22Une première division territoriale évidente est entre le Bas et le Haut Belleville. La partie haute du quartier, considérée comme la plus bourgeoise, est mythifiée aujourd’hui dans l’image du « Village Jourdain » et valorisée par les agences immobilières. En descendant la rue de Belleville, le paysage devient plus populaire et cosmopolite ; entre autres, on peut identifier des micro-territoires basés sur la surreprésentation de certaines communautés.
23La ville maghrébine domine sur le boulevard de Belleville, où se concentrent les épiceries hallal, les cafés et les restaurants arabes, qui côtoient les boucheries casher, les pâtisseries orientales et les « bazars » des juifs séfarades. L’Afrique subsaharienne est plus discrète, concentrée autour de la place Alphonse Allais où les enfants jouent et les femmes vendent parfois des produits traditionnels. Dans la rue Ramponeau, ou devant le foyer de travailleurs africains de la rue Bisson, des groupes de garçons s’assemblent jour et nuit, ainsi que dans les boutiques de couturiers.
24La partie asiatique s’étend aux alentours de la station Belleville, marquée par les nombreuses enseignes en idéogrammes chinois, des commerces, restaurants, bijouteries, salons de beauté, et supermarchés. Sur le boulevard de la Villette et dans les rues adjacentes, s’assemblent aussi de nombreuses prostituées chinoises surnommées les « marcheuses de Belleville ». Une division territoriale est aussi établie à l’intérieur même de la zone asiatique, qui ne constitue pas une communauté homogène. Cette séparation reflète les diverses vagues d’immigration : les restaurants Wenzhou sont concentrés sur la rue de Belleville, côté XXe arrondissement, les commerçants d’Asie du Sud-Est se sont installés sur le côté du XIXe et les commerçantes originaires du Nord-Est de la Chine, côté Xe (Yu-Sion 1993).
25Ces derniers temps, on voit apparaître des dynamiques de logement et d’occupation de l’espace qui viennent complexifier ce modèle de division implicite du quartier et les rapports sociaux qui les sous-tendent. L’arrivée de nouveaux résidents, l’avancée des épiceries fines et des caves à vin vers le Bas Belleville, la fréquentation des cafés et des restaurants du quartier par des jeunes à la recherche de lieux « branchés » révèlent une complexification de sa stratification urbaine et des formes de mixité. Cet enchevêtrement de milieux sociaux est difficile à cerner. On observe aussi une alternance dans l’occupation des mêmes espaces en fonction du temps ; on voit par exemple les terrasses des mêmes cafés se peupler de visages différents le matin, l’après-midi ou le soir. Ces dynamiques créent des tensions et des conflits latents. Voilà pour l’espace, mais qu’en est-il pour les pratiques culturelles et, singulièrement ici, pour la musique ?

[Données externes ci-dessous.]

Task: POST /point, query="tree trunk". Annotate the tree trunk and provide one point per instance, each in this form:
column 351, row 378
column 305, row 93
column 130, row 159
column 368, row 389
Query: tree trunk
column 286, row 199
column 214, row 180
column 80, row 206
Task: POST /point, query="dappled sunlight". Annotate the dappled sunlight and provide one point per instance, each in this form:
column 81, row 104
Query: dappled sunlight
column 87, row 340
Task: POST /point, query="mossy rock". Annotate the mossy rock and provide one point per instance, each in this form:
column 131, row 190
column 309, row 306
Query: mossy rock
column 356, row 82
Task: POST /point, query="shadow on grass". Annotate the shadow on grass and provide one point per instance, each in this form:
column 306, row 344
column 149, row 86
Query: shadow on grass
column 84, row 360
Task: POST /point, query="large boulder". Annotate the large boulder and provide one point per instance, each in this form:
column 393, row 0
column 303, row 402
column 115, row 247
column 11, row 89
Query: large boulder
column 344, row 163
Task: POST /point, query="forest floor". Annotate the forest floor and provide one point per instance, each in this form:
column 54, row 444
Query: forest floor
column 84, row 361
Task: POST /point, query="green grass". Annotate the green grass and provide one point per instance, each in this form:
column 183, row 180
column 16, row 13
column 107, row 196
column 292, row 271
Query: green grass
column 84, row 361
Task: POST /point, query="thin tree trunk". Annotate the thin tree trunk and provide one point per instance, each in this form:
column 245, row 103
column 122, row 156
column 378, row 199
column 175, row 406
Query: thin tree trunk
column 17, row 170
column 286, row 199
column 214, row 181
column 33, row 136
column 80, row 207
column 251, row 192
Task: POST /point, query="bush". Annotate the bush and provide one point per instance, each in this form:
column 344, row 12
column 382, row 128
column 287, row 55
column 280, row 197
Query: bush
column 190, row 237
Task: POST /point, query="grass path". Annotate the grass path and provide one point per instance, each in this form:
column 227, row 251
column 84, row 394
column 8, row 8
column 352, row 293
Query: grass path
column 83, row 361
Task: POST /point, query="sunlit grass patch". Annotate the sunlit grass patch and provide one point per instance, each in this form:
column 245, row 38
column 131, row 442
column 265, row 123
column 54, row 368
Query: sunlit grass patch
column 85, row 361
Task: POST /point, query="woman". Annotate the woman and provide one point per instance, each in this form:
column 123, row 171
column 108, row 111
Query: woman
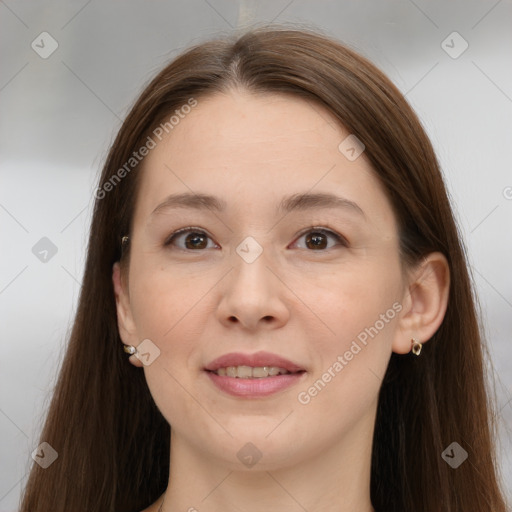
column 273, row 246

26La musique fait partie intégrante du paysage socio-culturel de Belleville. Déjà, avant son annexion à Paris, l’ancien village était très réputé pour la quantité et la qualité de ses cabarets et de ses guinguettes qui s’installaient ici aussi pour éviter les impôts exigés par la Ville. Son ambiance festive était encore associée à la célèbre parade carnavalesque, connue comme « la descente de la Courtille » qui, à partir de 1822, se déroulait durant une quarantaine d’années (Gastineau 1862).
27Pendant la Belle Epoque le quartier était fameux pour ses cafés-concerts, music-halls, comme les Folies Belleville, et ses bals musette, comme le Bal de famille Ramponeau, le Tourbillon, Ça gaze, la Java (Braquet 2017).

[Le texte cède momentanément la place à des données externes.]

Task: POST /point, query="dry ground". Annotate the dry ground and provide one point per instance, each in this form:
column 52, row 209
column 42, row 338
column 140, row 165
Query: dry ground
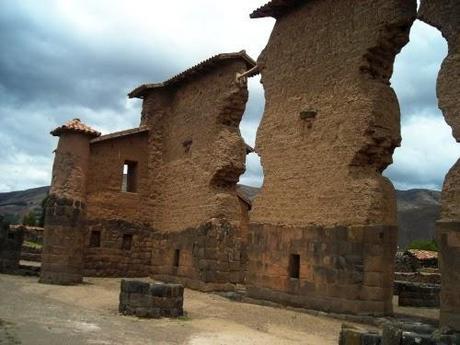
column 33, row 313
column 36, row 314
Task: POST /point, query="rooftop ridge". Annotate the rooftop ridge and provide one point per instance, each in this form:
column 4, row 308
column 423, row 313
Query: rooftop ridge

28En outre, l’histoire musicale de Belleville est aussi liée à celle de la chanson française. Lieu de naissance d’Edith Piaf et de Maurice Chevalier, ce quartier a été célébré par plusieurs artistes dans leurs chansons (Eddy Mitchell, Serge Reggiani, etc.). Une histoire moins connue est celle qui lie le quartier aux mouvements rock alternatifs français des années quatre-vingt ; une scène née dans deux lieux emblématiques de Belleville, le « squat » de la rue des Cascades et les usines Pali Kao (Pépin 2007).
29Actuellement, le paysage identitaire du quartier se donne à lire dans ses lieux de musique, cela va des plus grandes salles de concert, dont les anciennes usines réhabilitées, jusqu’aux coins des rues investis par les joueurs d’orgues de Barbarie qui, avec leur répertoire des chansons populaires, font revivre des atmosphères que l’on juge « typiques » et qui renvoient à un autre temps.
- 8 Recherche réalisée en juillet 2018 par l’autrice avec les jeunes du quartier dans le Programme VVV.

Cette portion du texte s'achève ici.